Ozone autohemotherapy as an alternative treatment method has been applied to the treatment of several diseases. Here, we report a patient used ozone autohemotherapy to treat her hypertension and diabetes. Nevertheless, the patient occurred sudden dizziness and black haze due to hyperkalemia.

Patient concerns:

A 54-year-old woman who was admitted to our emergency department complaining of sudden dizziness and black haze for 5 hours.

Diagnoses:

The blood potassium test showed hyperkalemia. Upon further inquiry of her medical history, the patient received ozone autohemotherapy to treat hypertension and diabetes for 9 days prior to admission.

Interventions:

The ozone therapy had been asked to stop.
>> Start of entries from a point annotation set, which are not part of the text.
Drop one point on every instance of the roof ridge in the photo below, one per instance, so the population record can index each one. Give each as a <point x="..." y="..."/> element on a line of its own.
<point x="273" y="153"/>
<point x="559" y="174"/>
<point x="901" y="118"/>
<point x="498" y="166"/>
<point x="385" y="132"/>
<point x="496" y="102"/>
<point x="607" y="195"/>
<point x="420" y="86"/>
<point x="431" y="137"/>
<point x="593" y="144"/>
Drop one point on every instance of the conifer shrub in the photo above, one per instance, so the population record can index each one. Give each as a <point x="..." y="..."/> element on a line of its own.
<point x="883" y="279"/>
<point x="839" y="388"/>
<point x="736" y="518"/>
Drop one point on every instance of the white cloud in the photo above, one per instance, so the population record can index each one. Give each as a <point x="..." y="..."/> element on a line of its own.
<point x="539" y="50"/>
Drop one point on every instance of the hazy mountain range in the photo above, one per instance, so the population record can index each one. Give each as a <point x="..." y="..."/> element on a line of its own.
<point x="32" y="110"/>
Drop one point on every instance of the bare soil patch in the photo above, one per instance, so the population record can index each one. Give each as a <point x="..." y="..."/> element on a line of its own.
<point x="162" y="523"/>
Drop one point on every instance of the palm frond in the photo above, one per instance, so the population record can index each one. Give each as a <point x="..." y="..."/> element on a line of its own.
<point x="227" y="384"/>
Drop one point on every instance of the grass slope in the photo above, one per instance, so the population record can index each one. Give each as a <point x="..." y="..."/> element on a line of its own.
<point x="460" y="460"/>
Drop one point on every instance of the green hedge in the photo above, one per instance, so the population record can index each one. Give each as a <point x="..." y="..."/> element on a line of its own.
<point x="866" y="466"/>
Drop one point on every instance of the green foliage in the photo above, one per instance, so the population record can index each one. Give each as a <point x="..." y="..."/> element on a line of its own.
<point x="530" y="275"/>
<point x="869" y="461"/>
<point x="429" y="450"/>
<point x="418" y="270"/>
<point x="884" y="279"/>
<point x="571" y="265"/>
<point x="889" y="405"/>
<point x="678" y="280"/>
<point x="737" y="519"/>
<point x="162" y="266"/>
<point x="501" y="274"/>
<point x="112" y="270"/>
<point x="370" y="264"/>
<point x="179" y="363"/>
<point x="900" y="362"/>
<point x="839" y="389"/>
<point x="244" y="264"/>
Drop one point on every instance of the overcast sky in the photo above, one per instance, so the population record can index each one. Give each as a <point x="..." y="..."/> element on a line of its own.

Insulin, sodium bicarbonate, and sodium polystyrene sulfonate were administered to the patient.

Outcomes:

After treatment, blood potassium remained in the normal range. After 3 days of treatment, the 24-hour dynamic electrocardiogram revealed sinus rhythm with an average heart rate of 82 beats/min, occasional ventricular premature beats, occasional ventricular premature beats, and no ST segment depression.

Lessons:

Although ozone therapy is widely used in the treatment of several diseases, adverse reactions should be given attention in clinical practice, especially in patients with chronic kidney disease.